Yes you can! Indeed, observe that the two Lagrangians basically give rise to the same action (modulo boundary terms and an overall normalization which do not impact the equations of motion). First of all, write

$$ S_{1}=\int_{t_{i}}^{t_{f}}dt\ \left\{q\frac{d\alpha}{dt}+\alpha^{2}\right\}=[q\alpha]^{t_{f}}_{t_{i}}-\int_{t_{i}}^{t_{f}}dt\ \alpha(\dot{q}-\alpha) $$

Here $\alpha$ appears explicitly as a Lagrange multiplier, and the fixed-extrema functional derivative of $S_{1}$ with respect to $\alpha$ reads

$$ \frac{\delta S_{1}}{\delta\alpha}=-\dot{q}+2\alpha $$

Solving the equation for $\alpha$ by replacing $\alpha=\dot{q}/2$ in $S_{1}$ you obtain

$$ S_{1}\to\frac{1}{2}\,[q\dot{q}]^{t_{f}}_{t_{i}}-\int_{t_{i}}^{t_{f}}dt\ \frac{\dot{q}^{2}}{4}=\frac{1}{2}\,[q\dot{q}]^{t_{f}}_{t_{i}}-\frac{S_{2}}{4} $$

Now, with respect to fixed-extrema variations (i.e. the ones you need in order to derive the equations of motion) the boundary term $[q\dot{q}]^{t_{f}}_{t_{i}}/2$ is a constant and can be neglected.
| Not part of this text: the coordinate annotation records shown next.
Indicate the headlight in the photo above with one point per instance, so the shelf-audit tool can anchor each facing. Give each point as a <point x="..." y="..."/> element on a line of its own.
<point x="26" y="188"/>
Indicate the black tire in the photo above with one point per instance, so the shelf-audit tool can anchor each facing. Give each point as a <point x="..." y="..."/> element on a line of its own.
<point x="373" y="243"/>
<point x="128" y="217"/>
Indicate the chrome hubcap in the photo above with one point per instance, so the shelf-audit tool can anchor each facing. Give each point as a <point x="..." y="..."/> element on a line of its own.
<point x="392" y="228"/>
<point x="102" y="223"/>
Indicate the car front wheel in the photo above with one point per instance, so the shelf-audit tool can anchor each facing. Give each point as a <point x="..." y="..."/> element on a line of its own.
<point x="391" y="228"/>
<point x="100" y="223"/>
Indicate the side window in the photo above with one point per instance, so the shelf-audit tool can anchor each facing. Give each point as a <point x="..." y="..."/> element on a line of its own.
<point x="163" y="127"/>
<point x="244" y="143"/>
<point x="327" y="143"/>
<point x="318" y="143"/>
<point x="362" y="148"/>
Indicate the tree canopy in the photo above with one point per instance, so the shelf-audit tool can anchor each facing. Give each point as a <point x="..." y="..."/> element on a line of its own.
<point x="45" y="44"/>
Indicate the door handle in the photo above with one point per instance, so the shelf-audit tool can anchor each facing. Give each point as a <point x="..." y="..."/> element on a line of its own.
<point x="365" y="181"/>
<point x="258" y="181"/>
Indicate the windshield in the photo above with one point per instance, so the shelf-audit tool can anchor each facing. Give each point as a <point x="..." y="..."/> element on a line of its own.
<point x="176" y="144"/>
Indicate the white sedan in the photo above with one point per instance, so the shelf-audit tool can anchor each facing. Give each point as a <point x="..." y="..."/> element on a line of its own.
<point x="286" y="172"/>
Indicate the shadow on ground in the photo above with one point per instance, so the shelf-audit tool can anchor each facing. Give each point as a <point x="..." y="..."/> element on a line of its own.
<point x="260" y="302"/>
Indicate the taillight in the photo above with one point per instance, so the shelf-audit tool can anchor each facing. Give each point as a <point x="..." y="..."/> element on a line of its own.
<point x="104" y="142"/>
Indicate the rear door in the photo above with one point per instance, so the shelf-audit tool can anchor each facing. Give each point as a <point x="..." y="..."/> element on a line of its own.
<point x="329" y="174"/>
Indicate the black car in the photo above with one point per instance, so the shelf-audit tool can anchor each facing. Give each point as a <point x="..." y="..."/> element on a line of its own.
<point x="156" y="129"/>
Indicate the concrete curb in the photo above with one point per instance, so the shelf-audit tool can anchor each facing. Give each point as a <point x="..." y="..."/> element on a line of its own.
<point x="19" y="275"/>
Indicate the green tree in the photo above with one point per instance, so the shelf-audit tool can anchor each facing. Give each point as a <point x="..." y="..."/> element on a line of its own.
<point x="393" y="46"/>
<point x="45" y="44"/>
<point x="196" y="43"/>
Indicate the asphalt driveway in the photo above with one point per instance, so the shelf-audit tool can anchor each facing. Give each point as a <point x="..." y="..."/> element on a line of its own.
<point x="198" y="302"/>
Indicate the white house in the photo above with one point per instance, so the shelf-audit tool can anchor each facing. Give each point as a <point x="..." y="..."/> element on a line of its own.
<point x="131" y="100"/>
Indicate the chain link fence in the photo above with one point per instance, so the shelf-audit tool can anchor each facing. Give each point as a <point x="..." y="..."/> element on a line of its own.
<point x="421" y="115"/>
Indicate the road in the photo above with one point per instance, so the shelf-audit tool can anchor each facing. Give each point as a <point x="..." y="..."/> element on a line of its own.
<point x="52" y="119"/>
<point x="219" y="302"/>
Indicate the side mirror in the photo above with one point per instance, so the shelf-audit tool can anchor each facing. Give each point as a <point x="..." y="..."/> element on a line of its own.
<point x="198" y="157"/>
The factor of $-1/4$ in front of $S_{2}$ also does not impact the equations of motion. Therefore, denoting with $\cong$ the congruence modulo additive constants and multiplicative normalizations,

$$ S_{1}\cong\frac{1}{2}\,[q\dot{q}]^{t_{f}}_{t_{i}}-\frac{S_{2}}{4}\cong-\frac{S_{2}}{4}\cong S_{2} $$

where the first $\cong$ comes from having integrated out the Lagrange multiplier $\alpha$.